Brain Exercise
Sources:
Papers On Health
Proper exercise for the brain is most important. But
this is not to be found in that kind of severe mental labour which is
sometimes mistaken for it. Children at play have genuine brain
exercise. So has a man at what is called a "hobby," such as
photography, golf, or cycling. The child at school, the man in his
office, are not at exercise, but at wearing work. This distinction is
most important. Exercise, again, is not
found in careless dreaming, but
in some form of "play" which calls for steady, but almost unconscious,
and altogether enjoyable thinking. Books sometimes furnish this, when
they lift the mind as far as possible out of its usual track, and
produce only pleasant thoughts. Tragedies, novels which end miserably,
or which are pessimistic, should all be avoided. Perhaps some easy
science or art is the best exercise of all, when the brain is suffering
from overstrain. But taste will guide in this. The great matter is to
have pleasurable, easy, and natural employment for the brain.
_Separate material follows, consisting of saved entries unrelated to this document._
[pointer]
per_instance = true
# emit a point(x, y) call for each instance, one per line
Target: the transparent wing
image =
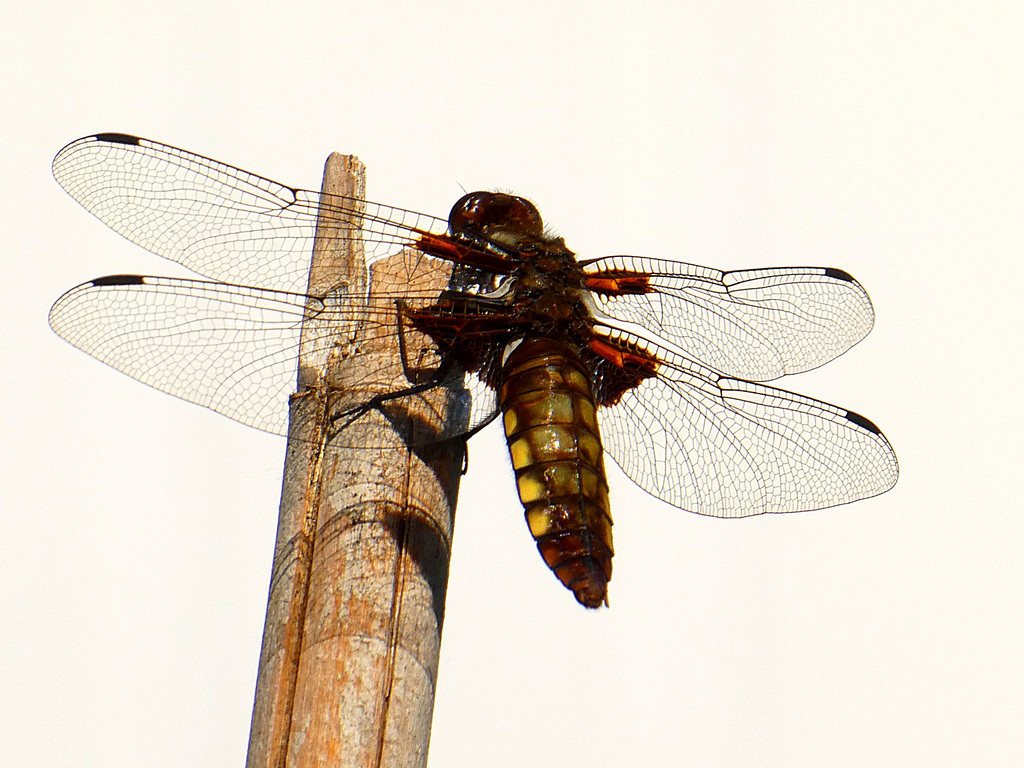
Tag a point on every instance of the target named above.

This and
not work is strengthening "exercise," whether in child or man. So far
as we can we should see that the weary get it. For he who procures this
for his fellow works immense good.
We have seen, for instance, a student attacked with dysentery while in
the hardest part of the session at the university. His whole system
became prostrate, and muscular activity to a very small degree would
have killed him; so would the continued mental toil necessary to go on
with his studies. Yet his brain was in need of exercise almost from the
first appearance of his disease. He must have this or be miserable, and
not likely soon to recover. An intensely interesting book fell into his
hands, altogether away from his track of toil. He read day after day at
this book. This was his "exercise"--that is, it was the activity of
that one only part of his physical system which needed such exercise
for the time. That exercise allowed all the other organs to recuperate.